I was called a Shite Rider. Not to be mistaken with the above-mentioned Shight Rider but it rhymes, and that's about it.

You see, it's coming towards the end of spring and heading into good old summer. And with less rain (I wouldn't classify the Irish summer as dry), the roads are suddenly beginning to be filled with strange beings not normally seen in harsher weather: Amateur Cyclists.

Not the normal lycra-wearing variety you see in all types of weather. These professional/hardcore-type cyclists  actually know the rules of the road, they just refuse to abide by them. No, the ones I'm talking about here are of the chubbier variety. Yes, some of them do wear ill-fitting luminous lycra but most if not all of them ride almost new bicycles they only bought because of that Bike To Work scheme that's been offered at the office.

So, because these cyclists think they're doing their bit for the environment, they think they're entitled to road-hog, cycle on pedestrian footpaths and beat red lights. That's all fine if they don't annoy anyone else. It's even fine by me if they decide to go plunging to to their deaths into the side of a forty foot lorry. But, when these same cyclists complain that this car cut them, that pedestrian shouted at them or in my case, almost ran them over, it just gets that bit more too much.

It does. There I was going into a roundabout. I knew I was going to take the second exit i.e. to go straight. Like a good scooterist, right after the first exit, I indicated left. As soon as I made it into the second exit I heard someone shout behind me.

I looked back. There he was, Mr. Chubby Amateur Bike to Work cyclist. He was going to cut me on the left (at a roundabout?) and got angry that I didn't slow down or stop to make way for him. Seriously, WTF man?
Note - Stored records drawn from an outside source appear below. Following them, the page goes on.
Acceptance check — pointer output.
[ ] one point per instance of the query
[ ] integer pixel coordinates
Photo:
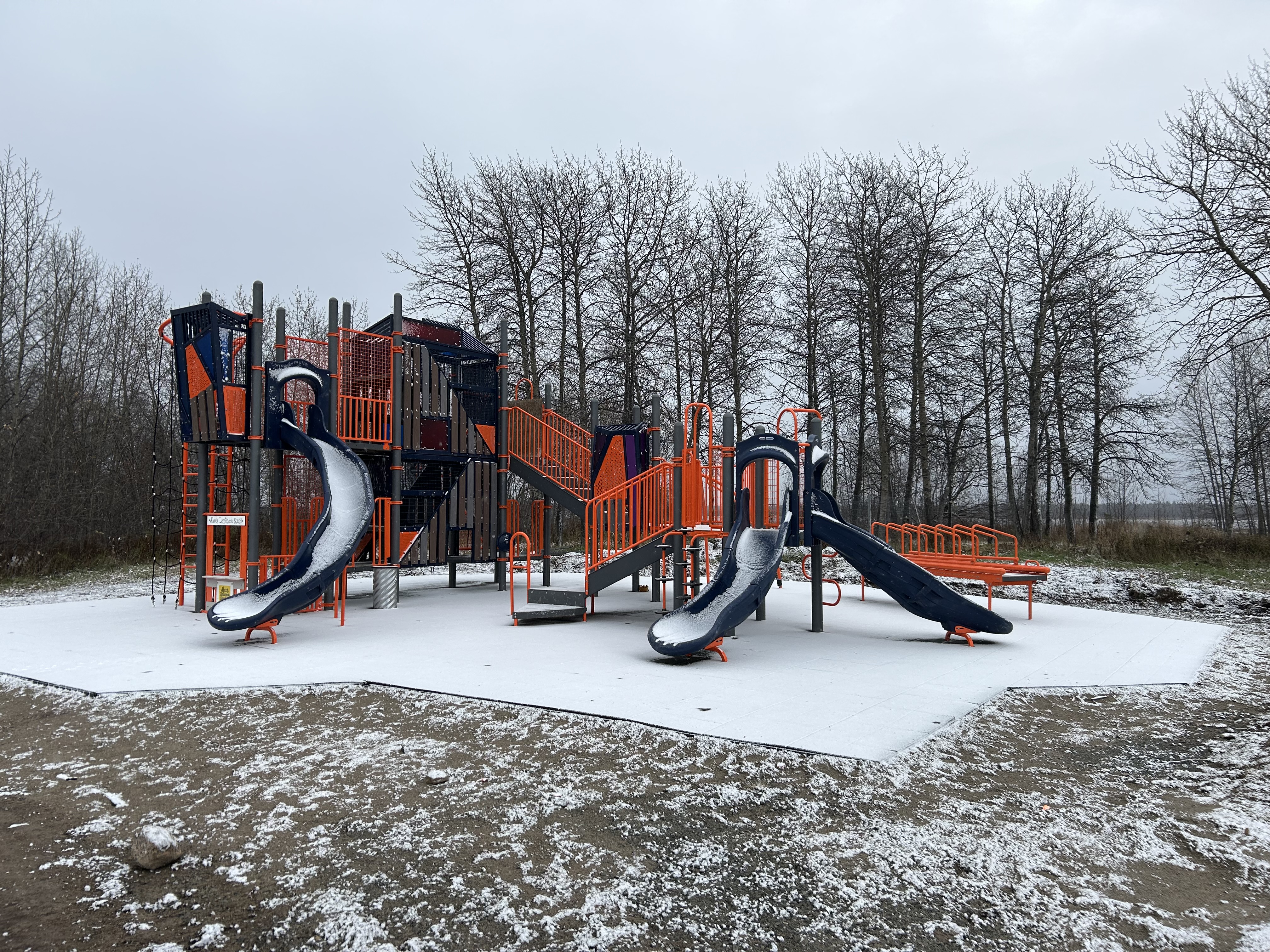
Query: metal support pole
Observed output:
(333, 403)
(388, 578)
(817, 546)
(333, 364)
(655, 426)
(280, 353)
(728, 482)
(201, 540)
(505, 460)
(548, 404)
(655, 451)
(256, 436)
(636, 574)
(760, 503)
(678, 552)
He didn't fall or anything so, I went on my way. I felt a bit confused at first and then, a tad bit pissed off. Honestly, if it was just the one idiot, I'd be forgiving enough. The thing is, there's just too many of these idiots in spring/summer that it becomes as dangerous as riding a Vespa on  an ice-covered road in the middle of winter.

Yeah, it's great that the powers-that-be are encouraging people to cycle to work and all that but there's a big difference between cycling for fun in a park or around your neighbourhood and actually cycling on congested city centre streets. A big difference.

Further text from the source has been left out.